The NATIVE APP experiences tend to have some common characteristics:
- They address high frequency use in financial markets,
- They leverage low level hardware integrations or operating system features not supported by the web and/or are focused on doing so in the future.
- There is a need (or perceived benefit) for heightened security.
If your existing native app doesn’t check at least one of these boxes above then we recommend reconsidering whether or not you should use a PWA instead of a Native App.
Native apps or vanity apps – are the most likely candidates to be replaced by PWAs over time.
There are two major components of a PWA.
App Manifest – is a JSON file that differentiates the app, how to launch the app (standalone, full-screen, in the browser etc), and any such related information.

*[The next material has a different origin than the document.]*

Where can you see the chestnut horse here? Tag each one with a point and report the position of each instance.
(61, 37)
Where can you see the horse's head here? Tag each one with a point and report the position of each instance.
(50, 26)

It’s located in the root of your app. A link to this file is required on each page that must be rendered.
PWAs vs. Downloaded Apps
Misconceptions about PWAs:
- PWA’s only work in Chrome FALSE
- Not as smooth as native apps FALSE
- No full-screen mode FALSE
- Building offline-first isn’t worth FALSE
Progressive Web Apps are a sufficiently established technology that big players like Forbes and AliBaba have adopted them with great success.
Native App features that PWAs can’t duplicate.
- Highly restrictive access to different hardware sensors
- Phonebook Access
- Modify System Settings
Generate a manifest.json file and icons for your PWA using http://realfavicongenerator.net. For online/offline data syncing, you can use solutions like IndexedDB, PouchDB, or with the Background Sync API. This feature is available in Chrome desktop and Android since version 49.
You can add service worker support and app shell for offline Angular 2+ applications. Angular team is taking the PWA challenge to heart. Ionic is a framework that leverages Angular to create native apps with web technologies. It leverages Cordova to run the app on phones but also has built-in service worker and manifest support if you want to deploy your app to the web.
Build in PWA with Vue CLI 3.x. There is the @vue/cli-plugin-pwa plugin. You run Vue add PWA to convert to a progressive web app. Vue.js project wizard choose ‘Manually select features’. Then choose to include Vue Router and Babel. Next, we add libraries for styling and making HTTP requests. We use Boot-strapVue for styling, Axios for making requests, Vue-Filter Date Format for formatting dates and Vee-Validate for form validation. After all the libraries are installed, we can start building our app.